From: Yosry Ahmed <yosryahmed@google.com>
To: Nhat Pham <nphamcs@gmail.com>
Cc: Johannes Weiner <hannes@cmpxchg.org>,
Usama Arif <usamaarif642@gmail.com>,
akpm@linux-foundation.org, chengming.zhou@linux.dev,
linux-mm@kvack.org, linux-kernel@vger.kernel.org,
kernel-team@meta.com, Hugh Dickins <hughd@google.com>,
Huang Ying <ying.huang@intel.com>
Subject: Re: [PATCH 1/2] mm: store zero pages to be swapped out in a bitmap
Date: Thu, 30 May 2024 12:49:35 -0700 [thread overview]
Message-ID: <CAJD7tkYDjmMLnH_2sQuuMLE0FE5YqZEppNsprCnm5RdaSkGEBQ@mail.gmail.com> (raw)
In-Reply-To: <CAKEwX=NX-4dbietxy-25F-OotuGGL0F9h+hwV76b9Ap5nSy9uw@mail.gmail.com>
On Thu, May 30, 2024 at 12:18 PM Nhat Pham <nphamcs@gmail.com> wrote:
>
> On Thu, May 30, 2024 at 9:24 AM Yosry Ahmed <yosryahmed@google.com> wrote:
> >
> > On Thu, May 30, 2024 at 5:27 AM Johannes Weiner <hannes@cmpxchg.org> wrote:
> > >
> > > On Thu, May 30, 2024 at 11:19:07AM +0100, Usama Arif wrote:
> > > > Approximately 10-20% of pages to be swapped out are zero pages [1].
> > > > Rather than reading/writing these pages to flash resulting
> > > > in increased I/O and flash wear, a bitmap can be used to mark these
> > > > pages as zero at write time, and the pages can be filled at
> > > > read time if the bit corresponding to the page is set.
> > > > With this patch, NVMe writes in Meta server fleet decreased
> > > > by almost 10% with conventional swap setup (zswap disabled).
> > > >
> > > > [1]https://lore.kernel.org/all/20171018104832epcms5p1b2232e2236258de3d03d1344dde9fce0@epcms5p1/
> > > >
> > > > Signed-off-by: Usama Arif <usamaarif642@gmail.com>
> > >
> > > This is awesome.
> > >
> > > > ---
> > > > include/linux/swap.h | 1 +
> > > > mm/page_io.c | 86 ++++++++++++++++++++++++++++++++++++++++++--
> > > > mm/swapfile.c | 10 ++++++
> > > > 3 files changed, 95 insertions(+), 2 deletions(-)
> > > >
> > > > diff --git a/include/linux/swap.h b/include/linux/swap.h
> > > > index a11c75e897ec..e88563978441 100644
> > > > --- a/include/linux/swap.h
> > > > +++ b/include/linux/swap.h
> > > > @@ -299,6 +299,7 @@ struct swap_info_struct {
> > > > signed char type; /* strange name for an index */
> > > > unsigned int max; /* extent of the swap_map */
> > > > unsigned char *swap_map; /* vmalloc'ed array of usage counts */
> > > > + unsigned long *zeromap; /* vmalloc'ed bitmap to track zero pages */
> > >
> > > One bit per swap slot, so 1 / (4096 * 8) = 0.003% static memory
> > > overhead for configured swap space.

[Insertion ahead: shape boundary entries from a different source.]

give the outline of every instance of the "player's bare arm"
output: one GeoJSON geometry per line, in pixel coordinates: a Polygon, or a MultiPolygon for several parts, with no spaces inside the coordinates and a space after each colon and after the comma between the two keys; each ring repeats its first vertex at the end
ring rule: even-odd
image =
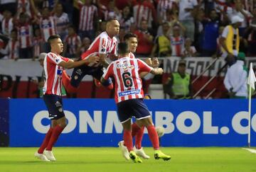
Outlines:
{"type": "Polygon", "coordinates": [[[104,67],[107,67],[110,65],[110,63],[107,62],[107,59],[106,59],[106,55],[104,54],[100,54],[99,55],[100,57],[100,61],[99,62],[104,67]]]}
{"type": "Polygon", "coordinates": [[[97,56],[91,56],[89,57],[87,59],[82,59],[82,60],[80,60],[80,61],[77,61],[77,62],[74,62],[73,59],[69,59],[68,62],[65,62],[63,61],[61,62],[59,65],[65,67],[66,69],[71,69],[71,68],[75,68],[77,67],[80,67],[82,64],[88,64],[88,63],[97,63],[100,60],[100,57],[97,56]]]}

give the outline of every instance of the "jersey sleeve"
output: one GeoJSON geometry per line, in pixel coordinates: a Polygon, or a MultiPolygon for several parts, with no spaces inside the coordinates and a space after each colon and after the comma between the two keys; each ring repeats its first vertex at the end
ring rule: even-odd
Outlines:
{"type": "Polygon", "coordinates": [[[144,62],[143,62],[142,60],[139,59],[137,59],[137,62],[138,62],[138,66],[139,66],[139,71],[142,72],[142,71],[146,71],[146,72],[150,72],[151,70],[153,69],[152,67],[149,67],[149,65],[146,64],[146,63],[145,63],[144,62]]]}
{"type": "Polygon", "coordinates": [[[108,67],[107,68],[106,72],[104,73],[104,74],[102,75],[104,79],[107,80],[108,78],[110,78],[111,76],[113,75],[114,74],[113,67],[114,67],[114,62],[112,62],[110,64],[110,66],[108,66],[108,67]]]}
{"type": "Polygon", "coordinates": [[[55,55],[54,53],[47,54],[46,58],[48,58],[49,59],[48,62],[50,63],[55,64],[59,64],[59,63],[60,63],[62,61],[64,60],[60,57],[55,55]]]}
{"type": "Polygon", "coordinates": [[[107,55],[107,39],[102,37],[100,39],[99,54],[107,55]]]}

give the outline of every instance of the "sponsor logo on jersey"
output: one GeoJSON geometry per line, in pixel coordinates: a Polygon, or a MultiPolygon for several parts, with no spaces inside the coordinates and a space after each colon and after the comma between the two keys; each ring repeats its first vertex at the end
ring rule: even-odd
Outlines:
{"type": "Polygon", "coordinates": [[[140,93],[140,89],[137,90],[129,90],[125,91],[122,91],[118,93],[119,97],[125,96],[131,94],[139,94],[140,93]]]}

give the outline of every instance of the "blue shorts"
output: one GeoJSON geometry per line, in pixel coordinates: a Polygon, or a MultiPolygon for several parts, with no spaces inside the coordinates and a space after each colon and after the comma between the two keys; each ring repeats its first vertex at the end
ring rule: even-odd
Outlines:
{"type": "Polygon", "coordinates": [[[118,117],[121,123],[135,117],[137,120],[150,117],[150,113],[142,98],[122,101],[117,104],[118,117]]]}
{"type": "MultiPolygon", "coordinates": [[[[94,78],[100,81],[102,76],[103,75],[103,67],[91,67],[87,65],[82,65],[80,67],[74,69],[71,75],[71,86],[78,88],[82,78],[88,74],[92,75],[94,78]]],[[[102,83],[103,86],[109,86],[112,84],[112,80],[109,79],[106,83],[102,83]]]]}
{"type": "Polygon", "coordinates": [[[65,116],[61,96],[45,94],[43,101],[47,106],[50,120],[58,120],[65,116]]]}

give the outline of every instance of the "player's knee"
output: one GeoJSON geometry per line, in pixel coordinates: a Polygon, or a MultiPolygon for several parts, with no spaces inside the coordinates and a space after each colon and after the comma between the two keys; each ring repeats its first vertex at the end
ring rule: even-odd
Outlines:
{"type": "Polygon", "coordinates": [[[102,82],[102,86],[110,86],[112,83],[111,79],[108,79],[107,80],[105,80],[105,81],[102,82]]]}

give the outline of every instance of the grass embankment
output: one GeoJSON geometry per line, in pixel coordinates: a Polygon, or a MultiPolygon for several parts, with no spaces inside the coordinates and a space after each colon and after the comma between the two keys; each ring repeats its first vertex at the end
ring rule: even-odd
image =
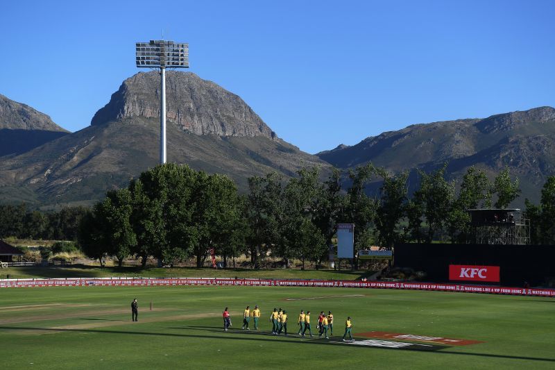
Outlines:
{"type": "Polygon", "coordinates": [[[300,270],[275,269],[198,269],[194,267],[147,268],[109,267],[101,268],[84,264],[68,267],[51,266],[8,267],[0,270],[0,278],[108,278],[110,276],[145,278],[234,278],[275,279],[355,280],[368,277],[373,271],[341,270],[300,270]]]}
{"type": "Polygon", "coordinates": [[[552,298],[216,286],[5,288],[0,294],[4,369],[536,369],[555,364],[552,298]],[[137,323],[130,310],[135,297],[137,323]],[[260,331],[252,330],[252,320],[251,330],[241,330],[243,309],[255,304],[262,310],[260,331]],[[233,323],[228,332],[221,328],[226,306],[233,323]],[[269,333],[274,307],[288,311],[293,335],[269,333]],[[330,339],[295,335],[301,309],[312,311],[312,323],[321,310],[334,312],[330,339]],[[479,342],[424,343],[408,349],[345,344],[341,339],[348,315],[359,342],[372,337],[372,330],[479,342]]]}

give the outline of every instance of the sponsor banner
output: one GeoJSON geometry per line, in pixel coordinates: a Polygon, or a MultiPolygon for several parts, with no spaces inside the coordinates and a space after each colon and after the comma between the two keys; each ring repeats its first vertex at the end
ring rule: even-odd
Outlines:
{"type": "Polygon", "coordinates": [[[337,224],[337,257],[354,258],[355,224],[337,224]]]}
{"type": "Polygon", "coordinates": [[[515,287],[486,287],[453,283],[397,283],[359,280],[270,280],[205,278],[80,278],[70,279],[3,279],[1,287],[85,287],[85,286],[157,286],[157,285],[233,285],[276,287],[322,287],[369,289],[400,289],[458,292],[463,293],[488,293],[555,297],[553,289],[524,289],[515,287]]]}
{"type": "Polygon", "coordinates": [[[359,251],[359,258],[361,260],[393,260],[393,251],[359,251]]]}
{"type": "Polygon", "coordinates": [[[450,264],[449,280],[499,283],[499,266],[450,264]]]}
{"type": "Polygon", "coordinates": [[[414,334],[402,334],[400,333],[387,333],[384,331],[371,331],[356,334],[357,336],[368,338],[381,338],[393,340],[409,340],[412,342],[423,342],[425,343],[437,343],[447,346],[468,346],[484,343],[478,340],[455,339],[443,337],[430,337],[427,335],[416,335],[414,334]]]}

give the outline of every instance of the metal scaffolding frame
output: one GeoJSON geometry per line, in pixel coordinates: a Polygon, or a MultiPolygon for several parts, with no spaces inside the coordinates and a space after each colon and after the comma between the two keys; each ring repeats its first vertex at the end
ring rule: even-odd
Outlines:
{"type": "Polygon", "coordinates": [[[530,244],[530,219],[520,209],[469,210],[468,243],[477,244],[530,244]]]}

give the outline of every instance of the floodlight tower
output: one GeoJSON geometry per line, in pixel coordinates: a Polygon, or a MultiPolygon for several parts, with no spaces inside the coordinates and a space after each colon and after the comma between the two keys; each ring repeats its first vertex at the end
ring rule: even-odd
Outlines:
{"type": "Polygon", "coordinates": [[[151,40],[135,44],[139,68],[160,69],[160,165],[166,163],[166,68],[189,68],[189,44],[151,40]]]}

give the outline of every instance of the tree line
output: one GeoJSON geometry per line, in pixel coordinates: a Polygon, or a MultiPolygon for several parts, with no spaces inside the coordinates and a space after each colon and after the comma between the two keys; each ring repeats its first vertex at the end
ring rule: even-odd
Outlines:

That seems reasonable for what
> > > appears to be a fairly universal 10% reduction in swap IO.
> > >
> > > An alternative implementation would be to reserve a bit in
> > > swap_map. This would be no overhead at idle, but would force
> > > continuation counts earlier on heavily shared page tables, and AFAICS
> > > would get complicated in terms of locking, whereas this one is pretty
> > > simple (atomic ops protect the map, swapcache lock protects the bit).
> > >
> > > So I prefer this version. But a few comments below:
> >
> > I am wondering if it's even possible to take this one step further and
> > avoid reclaiming zero-filled pages in the first place. Can we just
> > unmap them and let the first read fault allocate a zero'd page like
> > uninitialized memory, or point them at the zero page and make them
> > read-only, or something? Then we could free them directly without
> > going into the swap code to begin with.
> >
> > That's how I thought about it initially when I attempted to support
> > only zero-filled pages in zswap. It could be a more complex
> > implementation though.
>
> We can aim for this eventually, but yeah the implementation will be
> more complex. We'll need to be careful in handling shared zero pages,
> synchronizing accesses and maintaining reference counts. I think we
> will need to special-case swap cache and swap map for these zero pages
> (a ghost zero swap device perhaps), or reinvent the wheel to manage
> these pieces of information.
Isn't there an existing mechanism to have read-only mappings pointing
at the shared zero page, and do COW? Can't we just use that?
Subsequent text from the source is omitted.